The survey results also showed that differences in happiness by gender, race and education level lessened as people aged.
Still, the gap between blacks and whites persisted in the most recent 10-year period, even as the happiness levels of men and women evened out, Yang said.
And what of the Baby Boomers and their supposed inability to be as happy as other generations? "This is probably due to the fact that the generation as a group was so large, and their expectations were so great, that not everyone in the group could get what he or she wanted as they aged due to competition for opportunities," Yang said in a statement. "This could lead to disappointment that could undermine happiness."

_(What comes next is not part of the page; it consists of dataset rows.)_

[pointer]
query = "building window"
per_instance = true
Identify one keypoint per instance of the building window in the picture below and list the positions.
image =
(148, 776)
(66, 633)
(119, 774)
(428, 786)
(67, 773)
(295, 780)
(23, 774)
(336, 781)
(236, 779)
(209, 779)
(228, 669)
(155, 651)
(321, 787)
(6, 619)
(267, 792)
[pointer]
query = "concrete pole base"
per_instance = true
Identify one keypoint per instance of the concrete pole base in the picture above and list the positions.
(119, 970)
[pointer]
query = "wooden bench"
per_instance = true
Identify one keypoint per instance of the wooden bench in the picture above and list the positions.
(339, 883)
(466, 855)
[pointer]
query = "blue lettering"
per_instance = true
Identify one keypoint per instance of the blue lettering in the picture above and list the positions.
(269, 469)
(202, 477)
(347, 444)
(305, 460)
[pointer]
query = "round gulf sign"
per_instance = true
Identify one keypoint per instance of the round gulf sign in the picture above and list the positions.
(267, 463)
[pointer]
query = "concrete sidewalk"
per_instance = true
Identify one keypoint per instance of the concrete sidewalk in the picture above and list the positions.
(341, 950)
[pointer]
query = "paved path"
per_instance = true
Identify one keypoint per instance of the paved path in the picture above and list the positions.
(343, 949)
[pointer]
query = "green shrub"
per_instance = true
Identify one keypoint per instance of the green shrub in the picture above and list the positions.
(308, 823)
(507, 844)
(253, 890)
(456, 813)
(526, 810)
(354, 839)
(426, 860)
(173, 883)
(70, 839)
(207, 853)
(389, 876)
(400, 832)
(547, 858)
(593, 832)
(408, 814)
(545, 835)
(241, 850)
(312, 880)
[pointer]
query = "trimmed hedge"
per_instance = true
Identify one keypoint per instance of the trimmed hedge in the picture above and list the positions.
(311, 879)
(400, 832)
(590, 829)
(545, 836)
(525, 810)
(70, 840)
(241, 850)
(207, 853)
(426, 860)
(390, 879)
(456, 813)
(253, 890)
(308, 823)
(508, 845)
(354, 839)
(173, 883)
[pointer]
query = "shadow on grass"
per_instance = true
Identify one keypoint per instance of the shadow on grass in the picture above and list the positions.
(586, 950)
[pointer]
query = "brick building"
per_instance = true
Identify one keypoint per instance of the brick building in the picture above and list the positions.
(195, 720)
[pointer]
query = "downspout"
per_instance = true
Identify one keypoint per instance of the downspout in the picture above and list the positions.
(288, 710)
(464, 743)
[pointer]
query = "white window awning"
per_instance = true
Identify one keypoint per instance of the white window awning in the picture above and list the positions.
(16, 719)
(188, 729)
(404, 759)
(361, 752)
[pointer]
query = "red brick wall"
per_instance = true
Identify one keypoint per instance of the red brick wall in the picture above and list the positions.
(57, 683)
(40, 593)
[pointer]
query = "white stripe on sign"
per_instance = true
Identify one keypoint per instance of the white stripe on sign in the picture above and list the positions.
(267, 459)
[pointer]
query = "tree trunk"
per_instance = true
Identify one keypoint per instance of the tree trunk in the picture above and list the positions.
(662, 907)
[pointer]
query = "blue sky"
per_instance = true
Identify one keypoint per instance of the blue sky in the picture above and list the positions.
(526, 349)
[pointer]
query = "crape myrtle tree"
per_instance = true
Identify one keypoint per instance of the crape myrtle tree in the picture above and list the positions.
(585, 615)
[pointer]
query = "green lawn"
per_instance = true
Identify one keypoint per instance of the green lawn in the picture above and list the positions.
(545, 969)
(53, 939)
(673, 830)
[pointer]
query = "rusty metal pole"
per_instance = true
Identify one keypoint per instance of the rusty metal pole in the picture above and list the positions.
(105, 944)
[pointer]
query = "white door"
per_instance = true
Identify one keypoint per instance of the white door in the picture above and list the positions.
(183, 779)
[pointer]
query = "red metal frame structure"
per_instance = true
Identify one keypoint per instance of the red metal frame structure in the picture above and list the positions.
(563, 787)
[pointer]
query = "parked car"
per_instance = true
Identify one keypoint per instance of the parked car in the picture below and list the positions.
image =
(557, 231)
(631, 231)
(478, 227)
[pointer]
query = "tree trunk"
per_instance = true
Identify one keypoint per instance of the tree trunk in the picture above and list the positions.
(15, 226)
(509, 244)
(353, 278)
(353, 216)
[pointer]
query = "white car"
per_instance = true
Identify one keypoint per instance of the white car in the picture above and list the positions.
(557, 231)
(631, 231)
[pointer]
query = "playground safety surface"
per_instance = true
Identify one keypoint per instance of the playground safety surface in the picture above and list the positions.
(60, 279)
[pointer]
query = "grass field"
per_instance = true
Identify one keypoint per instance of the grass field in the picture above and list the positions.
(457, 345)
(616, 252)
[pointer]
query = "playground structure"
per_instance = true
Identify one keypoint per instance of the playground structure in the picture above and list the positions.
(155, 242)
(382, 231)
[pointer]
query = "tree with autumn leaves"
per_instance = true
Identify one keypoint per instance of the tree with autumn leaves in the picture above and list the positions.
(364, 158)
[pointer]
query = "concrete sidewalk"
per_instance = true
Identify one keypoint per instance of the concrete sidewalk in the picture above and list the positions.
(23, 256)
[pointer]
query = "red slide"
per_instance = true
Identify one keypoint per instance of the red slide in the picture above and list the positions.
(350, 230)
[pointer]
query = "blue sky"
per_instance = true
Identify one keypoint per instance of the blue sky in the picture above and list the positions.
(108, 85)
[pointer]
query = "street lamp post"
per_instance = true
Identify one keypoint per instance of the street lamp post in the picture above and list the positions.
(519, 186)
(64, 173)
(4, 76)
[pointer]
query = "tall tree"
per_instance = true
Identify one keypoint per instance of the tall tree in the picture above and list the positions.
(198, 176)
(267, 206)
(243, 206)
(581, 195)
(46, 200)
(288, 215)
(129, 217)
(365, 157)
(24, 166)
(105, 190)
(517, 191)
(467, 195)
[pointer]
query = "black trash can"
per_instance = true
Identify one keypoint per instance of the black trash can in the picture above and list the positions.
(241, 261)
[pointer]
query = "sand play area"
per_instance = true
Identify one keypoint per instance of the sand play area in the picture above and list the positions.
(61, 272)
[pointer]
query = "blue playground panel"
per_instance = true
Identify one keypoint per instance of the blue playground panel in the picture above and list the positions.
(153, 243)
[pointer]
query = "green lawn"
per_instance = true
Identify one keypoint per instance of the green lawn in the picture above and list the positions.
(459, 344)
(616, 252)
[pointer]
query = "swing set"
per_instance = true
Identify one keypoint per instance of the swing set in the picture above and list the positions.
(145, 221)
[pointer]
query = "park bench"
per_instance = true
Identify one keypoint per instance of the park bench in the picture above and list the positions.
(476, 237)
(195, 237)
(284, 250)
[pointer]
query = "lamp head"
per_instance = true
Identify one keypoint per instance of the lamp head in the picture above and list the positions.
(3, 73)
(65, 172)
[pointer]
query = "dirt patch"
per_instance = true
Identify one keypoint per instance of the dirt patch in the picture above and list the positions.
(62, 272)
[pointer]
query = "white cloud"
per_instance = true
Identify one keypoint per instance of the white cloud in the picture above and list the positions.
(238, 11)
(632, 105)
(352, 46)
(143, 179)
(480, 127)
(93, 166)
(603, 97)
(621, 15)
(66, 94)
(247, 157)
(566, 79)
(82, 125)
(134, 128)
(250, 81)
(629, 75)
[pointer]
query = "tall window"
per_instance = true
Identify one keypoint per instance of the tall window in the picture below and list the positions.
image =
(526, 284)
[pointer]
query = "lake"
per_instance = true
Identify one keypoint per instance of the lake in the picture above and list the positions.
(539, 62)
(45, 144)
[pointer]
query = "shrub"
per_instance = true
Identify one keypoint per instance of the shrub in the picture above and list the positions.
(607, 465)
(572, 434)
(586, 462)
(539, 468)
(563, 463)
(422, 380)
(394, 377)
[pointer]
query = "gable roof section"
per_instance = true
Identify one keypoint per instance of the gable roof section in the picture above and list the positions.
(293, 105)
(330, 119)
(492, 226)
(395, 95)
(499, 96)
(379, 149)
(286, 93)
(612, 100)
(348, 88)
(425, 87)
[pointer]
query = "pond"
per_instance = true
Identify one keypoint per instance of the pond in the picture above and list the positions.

As for the seeming happiness of older people, there are plenty of theories. One explanation "has to do with the human tendency to make social comparisons: If people compare themselves to others and figure they're better off than some other people their age, they are likely to feel happier than if they think they're worse off than others," said Rosemary Blieszner, a professor of human development at Virginia Tech.
Perception may play a role in the big picture. Americans assume that older people are unhappy, because they seem to have "no exciting jobs, no passionate sex lives, and poor health and a lot of wrinkles," said Sonja Lyubomirsky, a professor of psychology at the University of California at Riverside.
The reality may be very different.
In another study in the same issue of the journal, University of Chicago researchers reported that, contrary to popular thought, older people do stay social as they age, often volunteering, attending religious services, and spending time with their neighbors.